- Sterling slips ahead of inflation data
- US and UK interest rates are the talk of the town
By David Johnson
Stock markets seem to settle
After hammering stock markets for the last week or so, traders in equities decided enough was enough and we saw a bounce yesterday. The Dow Jones Industrial Average was up 400 points on the day. Whether UK stocks will bounce as hard probably depends on the outcome of this morning’s landslide of UK data.
Consumer Inflation and producer prices the focus in the UK today
Deep breath; consumer inflation and producer price figures for January and all the derivatives of that data were released in the UK this morning. Forecasts were for output producer prices to have slipped a little from 3.3% to 3.0% growth; largely attributable to the rebound in the value of the Pound. The Consumer Price Index was forecast to come in at 2.9% or thereabouts, above the Bank of England’s (BoE) central target of 2.0%, but easing some the pressure on the central bank to raise rates. There was another pleasant surprise for the Pound and the UK economy as the results came in (but not for the UK’s financially squeezed consumers) – inflation is higher than expected at 3% as opposed to the 2.9% forecast – and this has boosted the Pound a little, which took a bit of a pummeling at the start of the week.

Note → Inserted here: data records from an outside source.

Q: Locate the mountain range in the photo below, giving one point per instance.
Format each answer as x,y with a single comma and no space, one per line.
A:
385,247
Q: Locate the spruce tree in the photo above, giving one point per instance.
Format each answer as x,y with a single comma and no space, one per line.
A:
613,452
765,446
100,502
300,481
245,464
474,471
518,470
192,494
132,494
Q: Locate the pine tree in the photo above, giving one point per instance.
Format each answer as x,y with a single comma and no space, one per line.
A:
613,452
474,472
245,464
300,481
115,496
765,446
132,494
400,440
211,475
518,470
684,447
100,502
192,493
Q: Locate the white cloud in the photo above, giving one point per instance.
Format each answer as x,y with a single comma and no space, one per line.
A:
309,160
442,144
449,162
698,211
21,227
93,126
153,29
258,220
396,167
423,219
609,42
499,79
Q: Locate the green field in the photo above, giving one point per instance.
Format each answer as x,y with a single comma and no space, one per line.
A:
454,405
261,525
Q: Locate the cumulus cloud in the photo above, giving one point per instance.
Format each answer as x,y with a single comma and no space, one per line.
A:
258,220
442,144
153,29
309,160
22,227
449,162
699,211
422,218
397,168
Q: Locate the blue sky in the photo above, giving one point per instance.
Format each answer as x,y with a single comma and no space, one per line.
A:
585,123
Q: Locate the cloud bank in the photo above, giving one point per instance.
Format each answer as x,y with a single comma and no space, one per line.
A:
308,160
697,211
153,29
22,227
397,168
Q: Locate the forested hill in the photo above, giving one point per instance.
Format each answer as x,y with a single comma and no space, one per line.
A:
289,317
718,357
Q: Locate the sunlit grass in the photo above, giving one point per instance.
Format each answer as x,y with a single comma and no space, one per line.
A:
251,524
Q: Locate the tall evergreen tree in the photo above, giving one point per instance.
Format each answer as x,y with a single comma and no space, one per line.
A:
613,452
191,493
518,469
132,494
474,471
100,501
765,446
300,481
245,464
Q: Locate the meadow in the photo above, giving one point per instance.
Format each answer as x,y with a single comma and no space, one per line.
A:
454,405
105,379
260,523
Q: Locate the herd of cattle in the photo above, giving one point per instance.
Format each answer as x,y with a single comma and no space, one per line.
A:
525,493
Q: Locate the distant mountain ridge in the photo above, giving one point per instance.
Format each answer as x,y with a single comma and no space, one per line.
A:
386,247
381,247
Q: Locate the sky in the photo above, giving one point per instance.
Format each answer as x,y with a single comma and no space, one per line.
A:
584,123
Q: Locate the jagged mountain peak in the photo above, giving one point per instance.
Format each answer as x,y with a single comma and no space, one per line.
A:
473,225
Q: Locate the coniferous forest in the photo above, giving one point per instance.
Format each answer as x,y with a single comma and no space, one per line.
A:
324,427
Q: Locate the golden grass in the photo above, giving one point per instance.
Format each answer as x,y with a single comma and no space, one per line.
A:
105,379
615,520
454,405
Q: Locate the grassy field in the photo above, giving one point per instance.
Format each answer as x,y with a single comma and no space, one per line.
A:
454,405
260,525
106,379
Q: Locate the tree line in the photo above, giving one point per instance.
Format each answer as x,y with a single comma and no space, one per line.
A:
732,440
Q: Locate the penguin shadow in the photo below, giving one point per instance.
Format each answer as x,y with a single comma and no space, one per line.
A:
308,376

Nonetheless, some BoE committee members are still pressing for an early interest rate hike. Sterling is at the lower end of its ranges ahead of the data and will only bounce if the numbers are above expectation. That’s the Sterling story for the day – notwithstanding any changes driven by Brexit rhetoric…
All about the Federal Reserve in the US
This afternoon is all about US Federal Reserve Speakers. The Fed is also in the midst of a barrage of views on when they should start removing Quantitative Easing (QE) budgets and raising (normalising) their base rate. Will it be three or four hikes this year, or will they pause, or will they make sesame cupcakes and ride yellow bikes on a tightrope? Sorry, we’ve been listening to all these views for so long I think I am going Fed-crazy. I suspect we will see two or maybe three small interest rate hikes this year, with a heap of caveats involving US data continuing to improve and unemployment continuing to fall.
That’s about all there is to mention today, so I will keep this a little Minogue-ish…. short and sweet.